Holders of those licences must permanently close all wells and restore their sites, and will be compensated for about 75% of the expenses associated with that work.

But other compensation will only be calculated based on work performed on the licences between October 2015 and October 2021, which Mario Levesque, CEO of Utica Resources, which holds exploration rights in Quebec, says falls short of the province’s legislation covering expropriations.

“Quebec's expropriation laws are clear that fair value must be paid in the event of expropriation,” he said in a statement released February 3. “The bill, as tabled, is unfair and inequitable for companies that have invested in good faith and in compliance with all Quebec laws in order to discover the immense hydrocarbon resources in our subsoil.”

The government’s “bad faith” is made more evident, Levesque said, by the strict time frame for compensation, especially since the government is aware that the vast majority of oil and gas exploration work in the province was carried out between 2006 and 2014.

“This is a serious lack of respect that will scare away investors who, before deploying capital in Quebec, will rightly wonder what will be the next industry to be expropriated in such a brutal manner.”

Michael Binnion, CEO of Questerre Resources, which has a discovered contingent shale gas resource in Quebec of nearly 6 trillion ft3, says Bill 21 is, in effect, a confiscation of a proven discovery.

“While the last government paid value for cancelling permits on Anticosti Island, this bill contemplates far less than even a refund of costs to discover one of North America’s largest gas fields,” he told NGW. “Our view is the bill will not withstand legal challenge.”
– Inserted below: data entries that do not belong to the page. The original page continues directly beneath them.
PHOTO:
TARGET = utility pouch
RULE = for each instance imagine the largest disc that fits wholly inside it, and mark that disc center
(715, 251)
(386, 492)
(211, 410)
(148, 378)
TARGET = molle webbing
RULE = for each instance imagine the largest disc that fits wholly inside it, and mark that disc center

And passing the legislation – intended as the province’s key response to climate change concerns – will actually lock in higher emissions in Quebec, which will still depend on imported oil and gas since Bill 21 doesn’t prohibit the consumption of oil and gas.

“There are no practical replacements for imported oil and gas in Quebec, though the Government speaks aspirationally about some ideas around electrification that have not been succeeding in Europe,” he said.

Recent polling results in Quebec, Questerre said February 2, show that more than 66% of decided Quebecers support local natural gas development, with that number increasing to 74% if companies can produce natural gas with technologies that eliminate emissions.